Das göttliche Saxofon

 «Das ist es», sagte Papa leise. Seine Augen leuchteten. Der Mann im Zolllager im Düsseldorfer Hafen hatte vor unseren Augen eine Kiste auf die kalte Tischplatte aus Metall gelegt und geöffnet und ihr einen Koffer entnommen, in dem in grünem Samt ein Saxofon gut gebettet war. «Was ist das?» fragte ich. «Das Saxofon», sagte Papa. Es war mein achter Geburtstag. Ich hatte mich am frühen Nachmittag in der Staatskanzlei einzufinden. Der Pförtner rief Papa an, diesmal ohne mich hereinzubitten. Dann fuhren Papa und ich zum Hafen und holten das Tenorsaxofon ab, das aus Amerika zu uns gereist war.

 

An meinem fünften Geburtstag hatte mich Papa ein erstes Mal eingeladen, ihn in sein Arbeitszimmer zu begleiten, welches sich im Parterre des westlichen Anbaus unseres Hauses befand. Meine Eltern nannten den grossen, hohen, ganz in Holz gehaltenen Raum mit dem Kamin und der prächtigen Aussicht in die grossen Bäume das Urlaubszimmer. Sie hatten jedem einzelnen Raum im Haus einen Namen gegeben, wobei sich die Namensgebung aus der räumlichen Funktion nicht ohne weiteres erschloss. Das Urlaubszimmer hiess so, weil Papa immer wieder sagte, er arbeite gerne zuhause und fühle sich dabei wie im Urlaub, was wohl hiess, er fühlte sich hinter seinem Schreibpult viel besser als im Urlaub, von seinen Büchern behütet und geschützt vor der Hitze und dem ausgelassenen Geschwätz. Das Arbeitszimmer hatte einen angenehm weichen, hellen Teppich, der beim Gehen das Gefühl vermittelte, zu schweben. Einzig der Pendelschlag der Wanduhr war vernehmbar, sofern man sich nicht rührte. Von draussen drangen die gedämpften Stimmen der Vögel ans Ohr.

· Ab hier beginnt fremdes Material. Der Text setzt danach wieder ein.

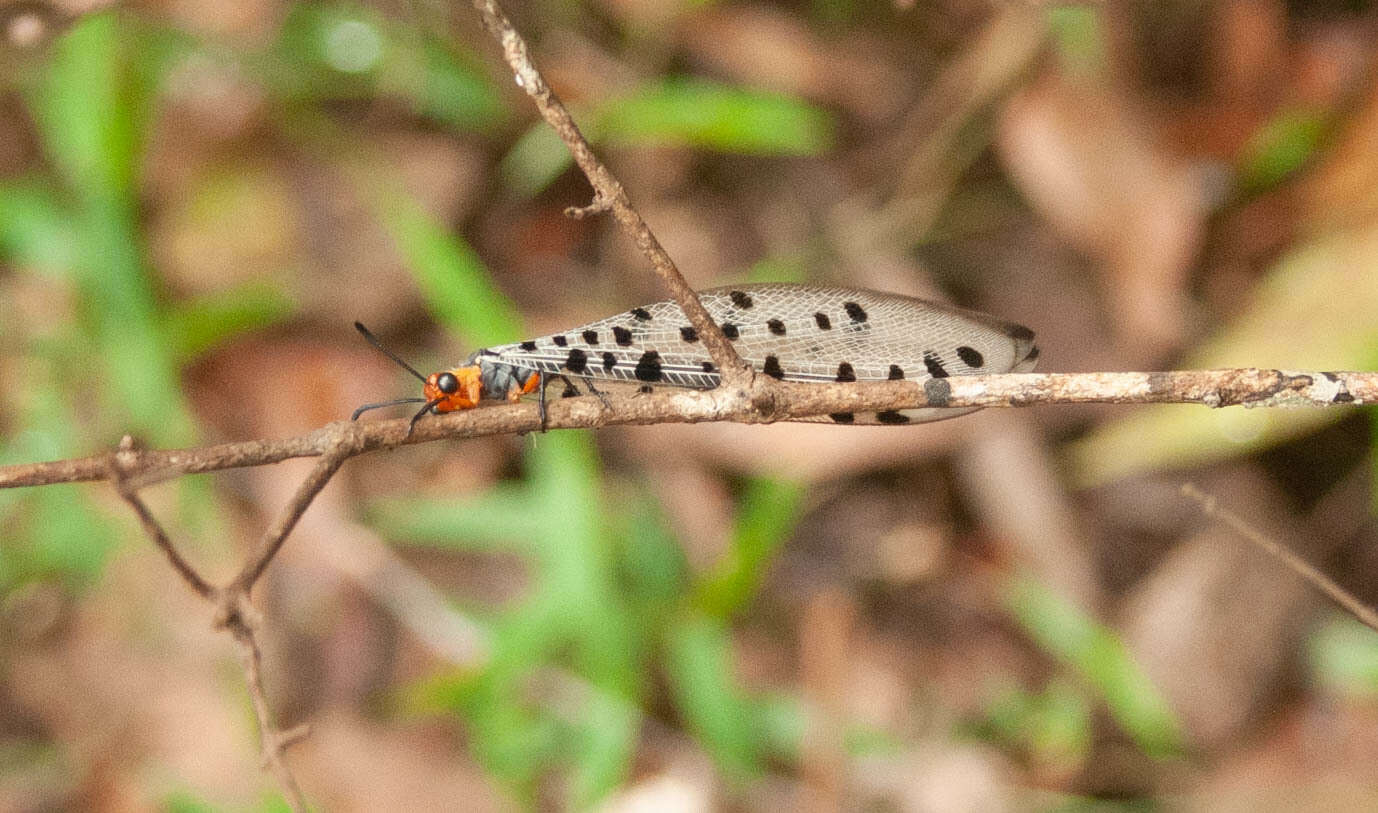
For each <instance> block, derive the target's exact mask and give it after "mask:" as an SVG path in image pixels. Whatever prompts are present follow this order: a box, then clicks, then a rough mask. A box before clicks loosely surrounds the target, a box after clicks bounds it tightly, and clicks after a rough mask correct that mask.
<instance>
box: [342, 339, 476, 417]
mask: <svg viewBox="0 0 1378 813" xmlns="http://www.w3.org/2000/svg"><path fill="white" fill-rule="evenodd" d="M354 328H356V329H358V332H360V333H362V336H364V338H365V339H368V343H369V344H372V346H373V347H378V350H379V351H382V353H383V356H387V357H389V358H391V360H393V361H395V362H397V364H398V365H401V367H402V369H405V371H407V372H409V373H412V375H413V376H416V378H418V379H420V382H422V391H423V393H424V394H426V397H424V398H394V400H391V401H379V402H378V404H364V405H362V407H360V408H358V409H356V411H354V415H353V416H351V418H350V420H358V416H360V415H362V413H365V412H368V411H369V409H379V408H382V407H394V405H397V404H424V407H422V408H420V411H419V412H418V413H416V415H413V416H412V423H411V426H409V427H408V429H407V434H408V435H411V434H412V429H415V427H416V422H418V420H420V419H422V416H423V415H426V413H427V412H453V411H456V409H470V408H473V407H478V400H480V398H481V397H482V395H484V379H482V371H481V369H480V367H478V365H477V364H469V365H466V367H456V368H455V369H442V371H440V372H433V373H430V375H429V376H424V375H422V373H419V372H416V368H415V367H412V365H409V364H407V362H405V361H402V358H401V357H400V356H397V354H395V353H393V351H391V350H389V349H387V347H384V346H383V343H382V342H379V340H378V336H375V335H373V333H372V332H369V329H368V328H365V327H364V325H361V324H360V322H354Z"/></svg>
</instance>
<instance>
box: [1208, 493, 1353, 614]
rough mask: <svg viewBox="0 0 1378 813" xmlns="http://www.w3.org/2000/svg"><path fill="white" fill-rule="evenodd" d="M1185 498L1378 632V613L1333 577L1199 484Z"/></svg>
mask: <svg viewBox="0 0 1378 813" xmlns="http://www.w3.org/2000/svg"><path fill="white" fill-rule="evenodd" d="M1181 492H1182V496H1185V497H1189V499H1192V500H1195V502H1196V503H1199V504H1200V507H1202V513H1203V514H1206V515H1207V517H1211V518H1215V519H1220V521H1221V522H1224V524H1225V525H1228V526H1229V528H1231V531H1233V532H1235V533H1239V535H1240V536H1243V537H1244V539H1247V540H1248V542H1251V543H1254V544H1257V546H1258V547H1259V548H1262V550H1264V553H1266V554H1268V555H1271V557H1273V558H1275V559H1277V561H1279V562H1282V564H1283V566H1286V568H1287V569H1288V570H1291V572H1293V573H1297V575H1298V576H1301V577H1302V579H1304V580H1306V582H1308V583H1309V584H1310V586H1312V587H1315V588H1316V590H1320V591H1322V593H1324V594H1326V595H1328V597H1330V599H1331V601H1334V602H1335V604H1338V605H1339V606H1341V608H1344V609H1345V610H1348V612H1349V615H1352V616H1355V617H1356V619H1359V620H1360V621H1361V623H1363V624H1364V626H1367V627H1368V628H1371V630H1374V631H1378V612H1374V610H1372V609H1371V608H1370V606H1368V605H1366V604H1364V602H1361V601H1359V598H1357V597H1355V595H1353V594H1352V593H1349V591H1348V590H1345V588H1344V587H1341V586H1339V584H1337V583H1335V582H1334V580H1333V579H1330V576H1326V575H1324V573H1322V572H1320V570H1317V569H1316V568H1313V566H1312V565H1310V564H1308V562H1306V561H1305V559H1302V558H1301V557H1298V555H1297V554H1294V553H1293V551H1291V550H1290V548H1287V547H1286V546H1284V544H1282V543H1279V542H1277V540H1275V539H1269V537H1268V536H1265V535H1264V533H1259V532H1258V529H1257V528H1254V526H1253V525H1250V524H1248V522H1246V521H1244V519H1243V518H1242V517H1240V515H1239V514H1235V513H1233V511H1231V510H1229V508H1224V507H1221V506H1220V502H1217V500H1215V497H1214V496H1211V495H1209V493H1206V492H1203V491H1202V489H1199V488H1196V485H1195V484H1191V482H1184V484H1182V488H1181Z"/></svg>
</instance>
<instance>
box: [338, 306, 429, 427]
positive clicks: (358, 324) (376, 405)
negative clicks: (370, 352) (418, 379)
mask: <svg viewBox="0 0 1378 813" xmlns="http://www.w3.org/2000/svg"><path fill="white" fill-rule="evenodd" d="M354 329H356V331H358V332H360V333H362V335H364V339H367V340H368V343H369V344H372V346H373V347H376V349H378V351H379V353H382V354H383V356H386V357H389V358H391V360H393V361H395V362H397V364H400V365H401V367H402V369H405V371H407V372H409V373H412V375H413V376H416V378H418V379H420V380H422V383H426V376H423V375H422V373H419V372H416V368H415V367H412V365H409V364H407V362H405V361H402V357H401V356H398V354H395V353H393V351H391V350H389V349H387V347H384V346H383V343H382V342H379V340H378V336H375V335H373V333H372V331H369V329H368V328H365V327H364V322H354ZM424 400H426V398H412V400H408V401H390V402H389V404H372V407H387V405H390V404H416V402H420V401H424ZM354 416H356V418H358V412H356V413H354Z"/></svg>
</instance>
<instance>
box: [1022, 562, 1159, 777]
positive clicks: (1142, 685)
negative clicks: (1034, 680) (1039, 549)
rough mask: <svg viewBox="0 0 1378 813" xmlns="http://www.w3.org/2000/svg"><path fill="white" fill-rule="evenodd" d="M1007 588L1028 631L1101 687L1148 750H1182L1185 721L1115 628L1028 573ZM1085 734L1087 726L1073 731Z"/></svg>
mask: <svg viewBox="0 0 1378 813" xmlns="http://www.w3.org/2000/svg"><path fill="white" fill-rule="evenodd" d="M1006 590H1007V591H1006V604H1007V606H1009V609H1010V612H1011V613H1013V615H1014V619H1016V620H1017V621H1018V623H1020V626H1021V627H1024V631H1025V632H1028V635H1029V637H1031V638H1034V641H1035V642H1036V644H1038V645H1039V646H1040V648H1042V649H1043V650H1046V652H1047V653H1049V655H1051V656H1053V657H1054V659H1057V660H1058V661H1060V663H1062V664H1064V666H1065V667H1068V668H1071V670H1072V671H1073V672H1075V674H1076V675H1079V677H1080V678H1082V679H1083V681H1086V683H1087V685H1089V686H1091V688H1094V689H1096V690H1097V692H1098V693H1100V696H1101V700H1102V701H1104V703H1105V707H1107V708H1108V710H1109V712H1111V717H1113V718H1115V722H1118V723H1119V725H1120V728H1122V729H1123V730H1124V733H1126V734H1129V736H1130V739H1131V740H1134V743H1135V744H1137V745H1138V747H1140V748H1141V750H1142V751H1144V752H1145V754H1148V755H1149V757H1156V758H1170V757H1180V755H1182V752H1184V743H1182V737H1181V725H1180V723H1178V722H1177V721H1175V719H1174V717H1173V712H1171V710H1170V708H1169V707H1167V701H1166V700H1164V699H1163V697H1162V694H1159V692H1158V690H1156V689H1155V688H1153V683H1152V682H1151V681H1149V679H1148V677H1146V675H1144V672H1142V670H1140V668H1138V666H1137V664H1135V663H1134V659H1133V657H1131V656H1130V653H1129V650H1127V649H1126V648H1124V644H1123V642H1122V641H1120V638H1119V637H1118V635H1116V634H1115V632H1113V631H1112V630H1109V628H1107V627H1104V626H1101V624H1100V623H1097V621H1096V620H1094V619H1091V617H1090V616H1087V615H1086V613H1084V612H1082V610H1080V609H1078V608H1076V606H1073V605H1072V604H1071V602H1068V601H1067V599H1065V598H1062V597H1061V595H1057V594H1056V593H1053V591H1051V590H1049V588H1047V587H1045V586H1043V584H1039V583H1038V582H1035V580H1034V579H1031V577H1028V576H1017V577H1013V579H1011V580H1010V583H1009V586H1007V588H1006ZM1086 739H1089V733H1084V732H1083V733H1082V734H1080V736H1075V734H1073V736H1071V737H1069V740H1071V741H1076V740H1080V741H1084V740H1086Z"/></svg>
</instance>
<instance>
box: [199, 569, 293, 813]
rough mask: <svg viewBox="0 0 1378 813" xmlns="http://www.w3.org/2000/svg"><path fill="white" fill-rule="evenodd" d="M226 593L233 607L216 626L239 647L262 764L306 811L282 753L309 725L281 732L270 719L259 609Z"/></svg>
mask: <svg viewBox="0 0 1378 813" xmlns="http://www.w3.org/2000/svg"><path fill="white" fill-rule="evenodd" d="M226 595H232V597H233V604H234V609H233V612H230V613H229V615H226V616H223V617H222V619H220V620H219V626H220V627H223V628H226V630H229V631H230V634H232V635H234V642H236V644H237V645H238V649H240V666H241V667H243V668H244V679H245V682H247V683H248V688H249V699H251V701H252V703H254V715H255V717H256V718H258V723H259V752H260V754H262V757H263V768H266V769H267V770H270V772H271V773H273V777H274V779H277V783H278V784H280V785H281V787H282V791H284V792H285V795H287V802H288V805H291V806H292V810H299V812H305V810H307V805H306V796H305V795H303V794H302V787H300V785H299V784H298V783H296V776H295V774H292V769H291V768H288V766H287V759H285V758H284V755H285V752H287V748H288V747H291V745H292V744H295V743H298V741H300V740H302V739H303V737H305V736H306V734H307V733H310V728H309V726H305V725H300V726H295V728H292V729H289V730H285V732H281V730H278V729H277V726H276V725H274V723H273V712H271V711H269V707H267V694H266V693H265V692H263V670H262V664H263V655H262V652H260V650H259V645H258V638H256V637H255V630H256V628H258V613H255V612H254V606H252V605H251V604H249V599H248V594H245V593H243V591H238V590H233V588H232V590H230V591H227V593H226Z"/></svg>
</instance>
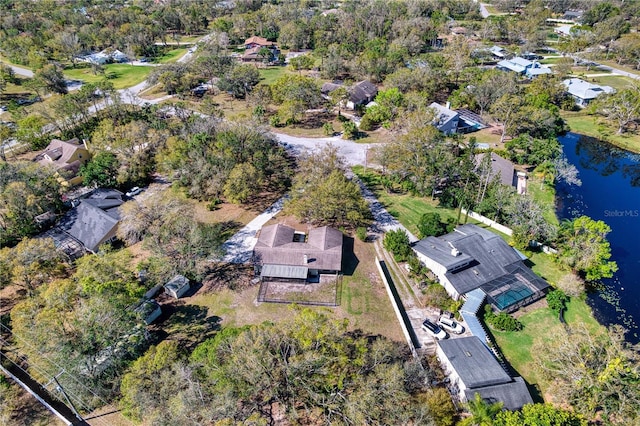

Die Hunde legten sich auf dem Berberteppich vor dem Sofa hin. Papa hob mich mitsamt den Hausschuhen auf das Sofa, mein Rücken berührte die Lehne, wodurch meine Füsse den seidenen Stoff der Sitzfläche berührten. Das spielte heute wohl keine Rolle, weil mein Geburtstag war. Ich konnte bis hundert zählen und wusste, dass fünf noch nicht viel war. Papa war im Jahr meines fünften Geburtstags sechsunddreissig Jahre alt, Grosspapa siebenundsechzig und Mama zweiunddreissig. Mama war also fünfunddreissig Jahre jünger als Grosspapa, und sie war seine Schwiegertochter. Margarete war schon acht, und Grossmama tot. Sie war vor ein paar Monaten gestorben am Flügel im Salon ihres Hauses. Margarete hatte ihr, in ihre Lektüre vertieft, zugehört, als ihr Spiel plötzlich verstummte und sie gestorben leise vom Klavierstuhl sank. Verstorben, wie man damals noch sagte, nach reich erfülltem Leben im einundsechzigsten Lebensjahr. Sechzig war also ziemlich viel.

Das Urlaubszimmer flösste mir Respekt ein. Von der Wand auf der rechten Seite, die von den drei grossen Fenstern unterbrochen wurde, blickten grimmige Ritter gebieterisch von dunklen Gemälden, in Rüstung oder auf Pferden, stolz und keinen Widerspruch duldend. Vor dem Sofa stand ein grosser Salontisch mit einer Glasplatte, darauf ein riesiger Aschenbecher, ebenfalls aus Glas, der, fiel ein Sonnenstrahl auf ihn, in allen Farben leuchten konnte. Das Zimmer war eben auch der Ort der Geheimnisse. Das letzte Geheimnis, welches der Raum in sich barg und das mein Vater viel später lüftete, war die Pistole in seiner Pultschublade.

In der Jugend dann war mir Papas Bibliothek, welche die ganze Wand auf der linken Seite einnahm, nie versiegender Quell der Inspiration. Am liebsten waren mir die Bücher in den oberen Bereichen, da sie, auch für einen Erwachsenen, nur unter Zuhilfenahme einer schmucken Leiter erreichbar waren. Ich liebte es, ganz zuoberst auf der Leiter stehend im Regal nach Beute Ausschau zu halten.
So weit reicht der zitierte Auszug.